I didn’t say anything about a virtual machine. All I said was you can’t take a hdd out of a windows machine, hook it up via usb, and boot to windows from that drive.
In this case I would just use VMware. I can supply you with a pre-installed XP Pro VMware image and you can just install the client, open the image and errything should be gravy.
Why not? You certainly can. But- with all the nice VM-related stuff nowadays, there’s no reason to really. Just import the hard drive image into a vm environment and, voila, host a copy of your original computer in a virtual environment- without even popping out a drive.
The only bad part is that when you realize you computer/laptop is lacking on resources and hosting a vm is a little more than your machine is capable of. That sucks.
vmware is badass, when its done properly. I manage a 150+ virtual server cluster here at work. All those machines run on 8 physical boxes and a 9terabyte SAN. Ours is dumpy though, we have the yugo of VM setups.
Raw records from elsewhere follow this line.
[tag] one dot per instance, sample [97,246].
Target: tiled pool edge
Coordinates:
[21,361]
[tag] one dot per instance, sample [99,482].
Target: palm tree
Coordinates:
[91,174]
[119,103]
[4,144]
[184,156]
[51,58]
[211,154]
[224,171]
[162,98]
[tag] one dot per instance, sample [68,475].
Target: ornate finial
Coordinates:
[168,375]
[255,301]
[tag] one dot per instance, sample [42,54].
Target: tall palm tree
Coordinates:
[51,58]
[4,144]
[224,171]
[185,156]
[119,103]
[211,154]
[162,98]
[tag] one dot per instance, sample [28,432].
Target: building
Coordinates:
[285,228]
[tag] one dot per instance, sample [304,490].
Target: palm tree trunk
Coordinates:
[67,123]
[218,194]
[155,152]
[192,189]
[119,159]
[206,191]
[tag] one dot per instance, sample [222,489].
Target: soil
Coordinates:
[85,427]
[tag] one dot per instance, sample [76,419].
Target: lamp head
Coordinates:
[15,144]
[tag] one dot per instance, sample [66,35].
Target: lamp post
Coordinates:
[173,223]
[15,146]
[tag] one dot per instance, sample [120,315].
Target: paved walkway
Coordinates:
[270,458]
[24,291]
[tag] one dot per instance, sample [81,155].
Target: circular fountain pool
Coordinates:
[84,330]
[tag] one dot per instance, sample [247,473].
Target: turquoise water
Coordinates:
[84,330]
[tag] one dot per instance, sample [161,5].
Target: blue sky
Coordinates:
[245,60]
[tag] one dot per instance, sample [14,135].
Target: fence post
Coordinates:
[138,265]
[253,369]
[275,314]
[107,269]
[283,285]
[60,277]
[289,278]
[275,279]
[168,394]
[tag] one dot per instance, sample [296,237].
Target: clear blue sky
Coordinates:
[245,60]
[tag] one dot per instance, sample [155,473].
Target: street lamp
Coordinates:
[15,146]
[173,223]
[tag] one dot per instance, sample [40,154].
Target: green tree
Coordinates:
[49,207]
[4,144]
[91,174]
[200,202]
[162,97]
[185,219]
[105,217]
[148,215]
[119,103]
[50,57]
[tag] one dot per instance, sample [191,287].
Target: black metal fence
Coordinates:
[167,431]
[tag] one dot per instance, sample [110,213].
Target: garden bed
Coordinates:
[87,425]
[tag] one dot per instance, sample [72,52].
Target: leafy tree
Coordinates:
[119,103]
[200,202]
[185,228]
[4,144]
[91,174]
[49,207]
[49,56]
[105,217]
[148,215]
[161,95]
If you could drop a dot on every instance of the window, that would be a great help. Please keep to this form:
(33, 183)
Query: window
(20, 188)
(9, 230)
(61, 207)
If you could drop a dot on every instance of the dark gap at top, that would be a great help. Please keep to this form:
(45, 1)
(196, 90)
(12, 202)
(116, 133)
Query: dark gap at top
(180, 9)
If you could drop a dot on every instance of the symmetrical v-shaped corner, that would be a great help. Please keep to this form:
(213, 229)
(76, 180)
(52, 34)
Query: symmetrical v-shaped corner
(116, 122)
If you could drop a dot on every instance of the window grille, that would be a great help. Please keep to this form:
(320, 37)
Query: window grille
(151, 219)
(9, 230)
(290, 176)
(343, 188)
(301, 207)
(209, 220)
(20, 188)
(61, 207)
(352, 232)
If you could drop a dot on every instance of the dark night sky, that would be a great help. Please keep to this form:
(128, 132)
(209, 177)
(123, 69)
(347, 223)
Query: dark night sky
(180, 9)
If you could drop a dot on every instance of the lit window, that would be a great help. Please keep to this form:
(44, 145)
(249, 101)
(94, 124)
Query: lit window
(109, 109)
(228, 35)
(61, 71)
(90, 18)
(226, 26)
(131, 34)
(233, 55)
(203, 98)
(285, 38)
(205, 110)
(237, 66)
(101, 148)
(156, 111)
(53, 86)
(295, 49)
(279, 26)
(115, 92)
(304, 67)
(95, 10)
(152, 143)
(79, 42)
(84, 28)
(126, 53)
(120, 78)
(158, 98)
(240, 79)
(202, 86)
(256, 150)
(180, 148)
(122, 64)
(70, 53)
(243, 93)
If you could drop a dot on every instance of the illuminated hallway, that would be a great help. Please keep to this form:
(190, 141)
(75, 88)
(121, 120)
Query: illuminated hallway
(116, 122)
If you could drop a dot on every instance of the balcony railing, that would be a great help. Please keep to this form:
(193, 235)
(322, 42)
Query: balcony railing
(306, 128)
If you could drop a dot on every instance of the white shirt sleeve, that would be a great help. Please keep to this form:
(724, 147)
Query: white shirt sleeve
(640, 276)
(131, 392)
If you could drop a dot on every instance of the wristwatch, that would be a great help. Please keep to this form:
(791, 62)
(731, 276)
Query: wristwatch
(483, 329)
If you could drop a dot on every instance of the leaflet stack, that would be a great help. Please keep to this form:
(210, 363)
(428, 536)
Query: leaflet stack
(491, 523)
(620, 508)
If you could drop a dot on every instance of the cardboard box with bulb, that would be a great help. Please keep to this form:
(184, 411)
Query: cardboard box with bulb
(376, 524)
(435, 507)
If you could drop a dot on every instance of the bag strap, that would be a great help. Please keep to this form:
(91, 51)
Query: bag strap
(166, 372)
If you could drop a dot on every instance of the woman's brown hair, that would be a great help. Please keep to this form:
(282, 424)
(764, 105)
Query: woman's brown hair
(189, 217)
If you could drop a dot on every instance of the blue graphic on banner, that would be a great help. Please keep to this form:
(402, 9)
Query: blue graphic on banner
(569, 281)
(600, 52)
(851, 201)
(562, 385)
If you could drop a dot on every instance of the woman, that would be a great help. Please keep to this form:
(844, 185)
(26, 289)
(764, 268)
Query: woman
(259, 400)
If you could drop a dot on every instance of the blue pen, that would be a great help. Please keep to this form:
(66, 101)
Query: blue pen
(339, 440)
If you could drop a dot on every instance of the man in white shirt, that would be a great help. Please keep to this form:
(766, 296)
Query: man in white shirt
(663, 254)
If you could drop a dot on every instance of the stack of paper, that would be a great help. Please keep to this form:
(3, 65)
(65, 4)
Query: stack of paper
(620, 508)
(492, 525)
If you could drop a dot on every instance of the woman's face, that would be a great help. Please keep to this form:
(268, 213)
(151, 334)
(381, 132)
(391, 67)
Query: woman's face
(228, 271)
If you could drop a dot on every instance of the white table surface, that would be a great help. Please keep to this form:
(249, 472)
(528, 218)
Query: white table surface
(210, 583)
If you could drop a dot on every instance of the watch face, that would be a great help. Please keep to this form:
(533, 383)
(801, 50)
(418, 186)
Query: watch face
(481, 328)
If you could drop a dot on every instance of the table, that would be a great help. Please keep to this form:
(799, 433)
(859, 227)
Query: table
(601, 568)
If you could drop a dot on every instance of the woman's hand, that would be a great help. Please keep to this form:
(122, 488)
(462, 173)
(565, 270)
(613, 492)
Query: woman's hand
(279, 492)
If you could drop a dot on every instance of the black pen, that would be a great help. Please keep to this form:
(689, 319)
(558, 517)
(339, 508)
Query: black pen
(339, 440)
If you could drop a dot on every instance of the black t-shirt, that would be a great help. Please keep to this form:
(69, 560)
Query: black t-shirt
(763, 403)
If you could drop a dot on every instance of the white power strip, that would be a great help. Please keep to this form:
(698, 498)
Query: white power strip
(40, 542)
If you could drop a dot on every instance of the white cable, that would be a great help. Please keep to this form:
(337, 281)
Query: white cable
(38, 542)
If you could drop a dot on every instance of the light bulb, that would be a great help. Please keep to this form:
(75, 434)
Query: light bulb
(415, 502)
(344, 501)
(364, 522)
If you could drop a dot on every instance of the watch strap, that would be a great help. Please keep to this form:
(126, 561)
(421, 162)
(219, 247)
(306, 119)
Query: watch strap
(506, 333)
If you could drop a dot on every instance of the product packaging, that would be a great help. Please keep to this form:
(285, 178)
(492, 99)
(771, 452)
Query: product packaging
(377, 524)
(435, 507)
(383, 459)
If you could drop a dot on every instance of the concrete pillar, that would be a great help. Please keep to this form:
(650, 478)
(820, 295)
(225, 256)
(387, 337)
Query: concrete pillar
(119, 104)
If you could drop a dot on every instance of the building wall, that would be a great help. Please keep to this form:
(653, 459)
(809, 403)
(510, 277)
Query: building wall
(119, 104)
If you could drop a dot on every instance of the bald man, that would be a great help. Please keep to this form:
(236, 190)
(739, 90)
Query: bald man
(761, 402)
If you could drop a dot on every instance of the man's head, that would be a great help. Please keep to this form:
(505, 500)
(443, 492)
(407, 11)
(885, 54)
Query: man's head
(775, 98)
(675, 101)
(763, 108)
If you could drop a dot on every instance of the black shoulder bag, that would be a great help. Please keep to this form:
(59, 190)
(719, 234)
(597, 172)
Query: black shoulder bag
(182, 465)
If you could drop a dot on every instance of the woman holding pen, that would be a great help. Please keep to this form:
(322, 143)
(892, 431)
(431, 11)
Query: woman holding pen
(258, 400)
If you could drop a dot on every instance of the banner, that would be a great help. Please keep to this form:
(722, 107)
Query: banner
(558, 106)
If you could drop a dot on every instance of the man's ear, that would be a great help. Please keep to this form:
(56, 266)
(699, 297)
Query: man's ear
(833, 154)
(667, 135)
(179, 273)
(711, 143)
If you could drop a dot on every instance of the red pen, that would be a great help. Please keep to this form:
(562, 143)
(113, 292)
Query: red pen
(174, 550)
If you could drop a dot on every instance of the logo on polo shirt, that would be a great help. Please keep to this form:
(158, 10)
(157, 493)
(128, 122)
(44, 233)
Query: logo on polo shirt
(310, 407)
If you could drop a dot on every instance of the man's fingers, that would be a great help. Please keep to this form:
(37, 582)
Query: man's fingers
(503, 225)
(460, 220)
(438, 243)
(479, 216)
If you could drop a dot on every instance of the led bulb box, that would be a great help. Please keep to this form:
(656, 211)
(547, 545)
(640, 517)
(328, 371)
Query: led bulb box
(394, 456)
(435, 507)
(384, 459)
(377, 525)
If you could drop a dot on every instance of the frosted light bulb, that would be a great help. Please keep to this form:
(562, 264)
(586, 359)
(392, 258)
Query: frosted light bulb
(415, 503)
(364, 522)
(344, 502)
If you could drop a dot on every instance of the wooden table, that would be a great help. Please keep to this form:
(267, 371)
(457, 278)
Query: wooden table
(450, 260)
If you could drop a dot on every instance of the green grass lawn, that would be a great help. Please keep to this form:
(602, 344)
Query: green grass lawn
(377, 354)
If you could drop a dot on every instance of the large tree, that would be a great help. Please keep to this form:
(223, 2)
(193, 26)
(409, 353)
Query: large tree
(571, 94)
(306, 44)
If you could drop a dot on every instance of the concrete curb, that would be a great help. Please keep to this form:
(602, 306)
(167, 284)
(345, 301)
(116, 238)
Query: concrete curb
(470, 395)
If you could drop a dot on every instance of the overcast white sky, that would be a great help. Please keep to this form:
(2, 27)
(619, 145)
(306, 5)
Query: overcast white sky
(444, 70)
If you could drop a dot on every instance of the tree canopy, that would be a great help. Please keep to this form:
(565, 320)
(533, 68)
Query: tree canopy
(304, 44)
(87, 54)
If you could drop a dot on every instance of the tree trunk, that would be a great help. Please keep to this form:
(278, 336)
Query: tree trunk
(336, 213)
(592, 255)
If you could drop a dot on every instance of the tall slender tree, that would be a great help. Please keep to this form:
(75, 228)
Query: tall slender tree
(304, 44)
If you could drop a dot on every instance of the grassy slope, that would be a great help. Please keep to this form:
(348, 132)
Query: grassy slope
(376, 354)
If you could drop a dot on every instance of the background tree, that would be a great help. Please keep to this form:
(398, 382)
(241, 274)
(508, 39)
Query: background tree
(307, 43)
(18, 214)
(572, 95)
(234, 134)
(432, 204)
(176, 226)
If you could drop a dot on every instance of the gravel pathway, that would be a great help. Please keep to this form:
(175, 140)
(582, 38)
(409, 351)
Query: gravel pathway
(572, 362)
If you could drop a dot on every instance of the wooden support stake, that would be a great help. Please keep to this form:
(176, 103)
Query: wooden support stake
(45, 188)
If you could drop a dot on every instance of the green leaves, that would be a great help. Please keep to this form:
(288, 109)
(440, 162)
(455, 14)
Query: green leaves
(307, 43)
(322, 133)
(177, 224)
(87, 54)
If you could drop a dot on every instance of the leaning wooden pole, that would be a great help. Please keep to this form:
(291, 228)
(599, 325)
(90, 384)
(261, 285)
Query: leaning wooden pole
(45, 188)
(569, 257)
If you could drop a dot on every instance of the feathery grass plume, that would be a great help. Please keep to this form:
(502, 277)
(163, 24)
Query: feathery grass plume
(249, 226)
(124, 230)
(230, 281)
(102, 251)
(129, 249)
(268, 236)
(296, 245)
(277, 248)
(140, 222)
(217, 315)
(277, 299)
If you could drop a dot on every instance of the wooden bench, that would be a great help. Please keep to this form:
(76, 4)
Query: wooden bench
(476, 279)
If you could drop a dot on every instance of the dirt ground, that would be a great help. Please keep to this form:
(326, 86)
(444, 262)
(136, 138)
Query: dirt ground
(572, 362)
I would first install wine and see if your software will run on that. That’d be the quickest and easiest way to get it up and working (granted it works). If that’s a fail, I second the virtual box idea. Check here: http://www.virtualbox.org/wiki/Downloads to obtain it for your distro (Fedora). It is also very easy to set up a dual boot but it’s much easier to do that when you can start from scratch and windoze should be installed first.
If you need help with wine or any of it, let me know!
Works quite well on a Dell Mini 9. I had Snow Leopard on mine @ 1g RAM / 4gb SSD. I had to install to an external, OSX shrink the bitch and copy it to my SSD in order to get it under 4gb. Later, I upgraded it to 2gb RAM/ 32gb SSD and it worked great until the SSD died.